Desafiando a compreensão neste histórico 6 de abril de 2018. Por Sheila Maria Reis Ribeiro
Desafiando a compreensão neste histórico 6 de abril de 2018
Sheila Maria Reis Ribeiro
…Para quem concebe a política como mero jogo, vale tudo; mas para quem concebe a política como meio de transformar as instituições, é necessário redefinir as regras do jogo democrático…
Decretada a prisão de Lula após negativa de concessão de HC no julgamento apertado com seis votos contra cinco, no último dia 4 de abril, fica a pergunta: e agora, o que pode acontecer? O cidadão comum, que não frequenta os grandes saraus do debate e que não tem o hábito de refletir sobre as notícias, pode se beneficiar da sua posição de “ignorância” para tomar partido e firmar sua convicção sobre a validade da decisão do STF. Aliás, todos somos ignorantes e convictos a medida que, desprezando a capacidade de refletir, tomamos partido. O que passa é que a discussão sobre a prisão de Lula desafia a nossa razão a buscar para além da pessoa do ex-presidente, retirante e líder sindical, possíveis justificativas para ação.
Cresci num Brasil em que o pobre não tem chance de esperar o devido processo legal para ser condenado e preso. Num país em que só o rico é protegido pela presunção da inocência, porque pode pagar advogado para dilatar a decisão da justiça, cujas regras do sistema favorecem a multiplicação de recursos até o limite da prescrição. Exatamente por isso o Poder Judiciário não gozava até bem pouco tempo de prestígio. Somente dos anos 1990 para cá a Justiça vem dando sinais de que é possível refazer sua trajetória institucional.
Se considero que essas são evidências históricas, ou acredito que a posição do Supremo favorece a democratização da instituição, uma vez que, ao assentir a prisão em segunda instância, está sedimentando o caminho para acabar com a impunidade e, consequentemente, fazendo valer o preceito fundamental de que todos são iguais perante a lei; ou, saindo do contexto e adotando postura supostamente formal, ressalto os “riscos” de insegurança jurídica, que de fato existem, simplificando o entendimento de que a decisão fere o princípio da presunção de inocência, e, deste modo, favorecendo os que hoje, vergonhosamente, gozam do privilégio do foro privilegiado e jogam politicamente com a credibilidade da instituição Justiça.

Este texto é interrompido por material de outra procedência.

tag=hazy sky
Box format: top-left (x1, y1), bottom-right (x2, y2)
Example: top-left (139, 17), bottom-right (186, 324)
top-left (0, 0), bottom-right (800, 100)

Esse é o contexto que elejo para entender o voto da Ministra Rosa Weber que, ao meu juízo, não desqualifica a decisão do STF. Ao contrário, aquela Corte reafirmou a supremacia do Estado Democrático de Direito, pois soube dar o devido contorno da presunção de inocência dentro do arranjo institucional vigente. No meu entendimento, a decisão indicou que, no cenário atual, afirmar a Jurisprudência significa dar eficácia à Lei Maior. A argumentação da citada Ministra levou-me, ainda, à conclusão de que a questão não se esgota aí. É preciso reformar a Constituição.

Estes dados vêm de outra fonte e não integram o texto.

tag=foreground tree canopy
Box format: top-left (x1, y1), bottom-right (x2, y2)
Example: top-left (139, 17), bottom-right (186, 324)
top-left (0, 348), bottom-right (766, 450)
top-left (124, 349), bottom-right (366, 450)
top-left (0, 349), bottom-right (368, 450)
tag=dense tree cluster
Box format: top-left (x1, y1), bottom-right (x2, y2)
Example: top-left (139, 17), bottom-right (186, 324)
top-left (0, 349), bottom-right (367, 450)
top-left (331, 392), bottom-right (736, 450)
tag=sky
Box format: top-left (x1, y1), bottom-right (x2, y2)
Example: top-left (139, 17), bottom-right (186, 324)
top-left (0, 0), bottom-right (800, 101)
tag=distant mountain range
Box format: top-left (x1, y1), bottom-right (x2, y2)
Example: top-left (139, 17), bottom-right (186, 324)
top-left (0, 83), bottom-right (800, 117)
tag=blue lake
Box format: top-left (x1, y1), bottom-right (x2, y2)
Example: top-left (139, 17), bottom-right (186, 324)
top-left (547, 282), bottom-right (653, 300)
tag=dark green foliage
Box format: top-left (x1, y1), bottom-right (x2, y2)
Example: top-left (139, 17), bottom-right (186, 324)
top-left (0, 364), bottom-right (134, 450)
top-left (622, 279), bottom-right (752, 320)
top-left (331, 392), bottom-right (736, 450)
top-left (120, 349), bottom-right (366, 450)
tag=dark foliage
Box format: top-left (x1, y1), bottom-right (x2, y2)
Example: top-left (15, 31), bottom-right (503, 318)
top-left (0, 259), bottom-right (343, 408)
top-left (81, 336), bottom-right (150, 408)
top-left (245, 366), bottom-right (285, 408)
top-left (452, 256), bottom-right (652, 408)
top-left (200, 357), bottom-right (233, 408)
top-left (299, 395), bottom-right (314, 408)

Não surpreende que muitos prefiram reduzir a importância da decisão do STF, usando da racionalidade política instrumental para sugerir que beneficia o jogo político eleitoral. Lamentavelmente, os desdobramentos indicam que o jogo pode continuar e ainda comprometer a esperança dos que não jogam, mas tão somente agem em favor da transformação institucional rumo à construção da Justiça democrática.
Para quem concebe a política como mero jogo, vale tudo; mas para quem concebe a política como meio de transformar as instituições, é necessário redefinir as regras do jogo democrático.
*Sheila Maria Reis Ribeiro é Mestre em Sociologia Política, graduada em Filosofia e em Serviço Social pela Universidade de Brasília.